Last year, I worked on a Mixture of Experts (MoE) project. MoE models often need an additional load-balancing loss on top of the task loss. From a quick look at common PyTorch patterns, when people need to return multiple losses, they usually put them into a dict in forward and pass that dict outward layer by layer. That gets annoying very quickly.

Python
def block(x, losses):
	losses["aux_loss"] = x.abs().mean()
	return x, losses

def model(x):
	losses = {}
	x, losses = block1(x, losses)
	x, losses = block2(x, losses)
	return x, losses

x, losses = model(x)
total_loss = losses["task_loss"] + 0.1 * losses["aux_loss"]

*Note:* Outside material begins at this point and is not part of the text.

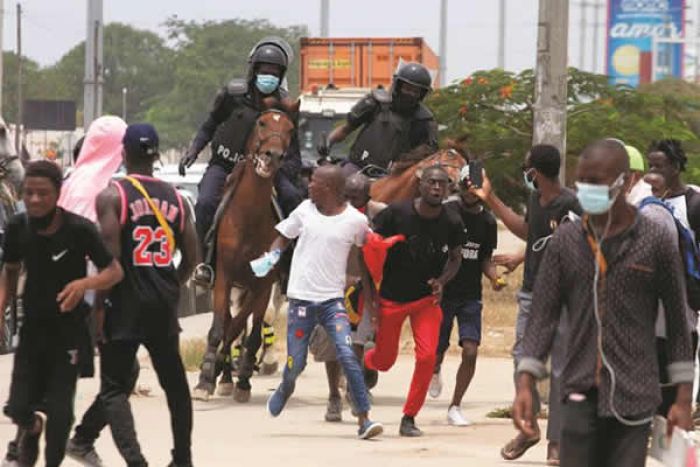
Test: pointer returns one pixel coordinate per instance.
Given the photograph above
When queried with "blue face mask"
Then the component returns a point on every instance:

If I kept using this dict-passing approach, I would have to modify every Module along the bottom-up path.

So I built TorchExtraContext for my own needs. The pipeline is roughly:

  1. Create a Context object.
  2. Choose a root Module and register the Context reference on each named Module. I designed it this way so the context can be reached from nested modules.
  3. Inside each Module’s forward, call the API to register loss, metric, or log entries on the Context.
  4. In the root Module or training loop, fetch all loss, metric, and log values from the root Module’s Context.

The project is available on GitHub.

I do not currently need TorchScript support, and although I have not tested it, this tool probably does not support TorchScript.